Nieuwsbrief 17


Italianen houden van feestjes. In elk dorp, groot of klein, vinden er, vooral in de zomermaanden, allerlei festiviteiten plaats.
Er zijn feste, feesten die zijn opgedragen aan de Madonna, de engelen, of deze of gene heilige, en er zijn sagre: eetfestijnen die in het teken staan van een bepaald soort voedsel, bijvoorbeeld la sagra dei fiori di zucca fritti (feest ter gelegenheid van de gefrituurde bloemen van de pompoenen), of la sagra delle farfalle (het feest van de vlindertjespasta).
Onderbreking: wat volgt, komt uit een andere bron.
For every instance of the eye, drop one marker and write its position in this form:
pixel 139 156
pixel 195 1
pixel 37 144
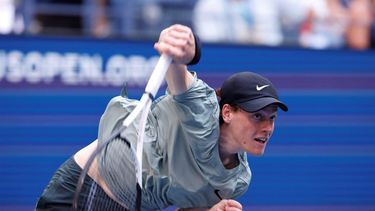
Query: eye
pixel 257 116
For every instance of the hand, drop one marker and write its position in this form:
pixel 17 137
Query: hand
pixel 227 205
pixel 178 42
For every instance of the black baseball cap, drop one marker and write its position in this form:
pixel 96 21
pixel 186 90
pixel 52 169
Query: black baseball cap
pixel 250 91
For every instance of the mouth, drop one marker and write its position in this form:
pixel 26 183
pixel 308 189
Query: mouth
pixel 261 140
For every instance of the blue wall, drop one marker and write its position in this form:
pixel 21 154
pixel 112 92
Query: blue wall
pixel 321 157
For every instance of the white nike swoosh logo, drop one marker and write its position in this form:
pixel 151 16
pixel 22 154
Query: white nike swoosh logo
pixel 259 88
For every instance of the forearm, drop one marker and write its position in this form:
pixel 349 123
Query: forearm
pixel 178 79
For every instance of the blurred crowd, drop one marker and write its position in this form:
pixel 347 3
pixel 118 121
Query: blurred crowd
pixel 319 24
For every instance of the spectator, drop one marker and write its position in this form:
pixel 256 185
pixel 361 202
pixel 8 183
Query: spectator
pixel 360 31
pixel 324 25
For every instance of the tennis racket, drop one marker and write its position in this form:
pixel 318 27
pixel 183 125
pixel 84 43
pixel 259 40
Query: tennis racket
pixel 94 198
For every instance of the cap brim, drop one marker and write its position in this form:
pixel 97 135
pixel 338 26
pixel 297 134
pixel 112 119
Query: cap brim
pixel 258 104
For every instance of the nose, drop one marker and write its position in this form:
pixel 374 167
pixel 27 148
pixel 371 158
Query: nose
pixel 267 127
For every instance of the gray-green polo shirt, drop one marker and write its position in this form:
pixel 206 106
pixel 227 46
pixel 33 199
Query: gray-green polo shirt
pixel 181 162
De zomerse festiviteiten gaan gepaard met veel muziek, dans, theater, kunstexposities, en vuurwerk. Van ‘s morgens vroeg tot ’s avonds laat zijn er activiteiten. Soms zelfs ’s nachts, en iedereen mag komen.
‘Jullie houden wel van feestjes’, zeg ik tegen Michela, ‘da’s zeker als dank voor het voedsel en om de heiligen te eren’. Michela lacht en zegt dat het meer te maken heeft met commerciële dan met religieuze motieven. De feesten zijn een goede manier voor de dorpen om wat geld te genereren.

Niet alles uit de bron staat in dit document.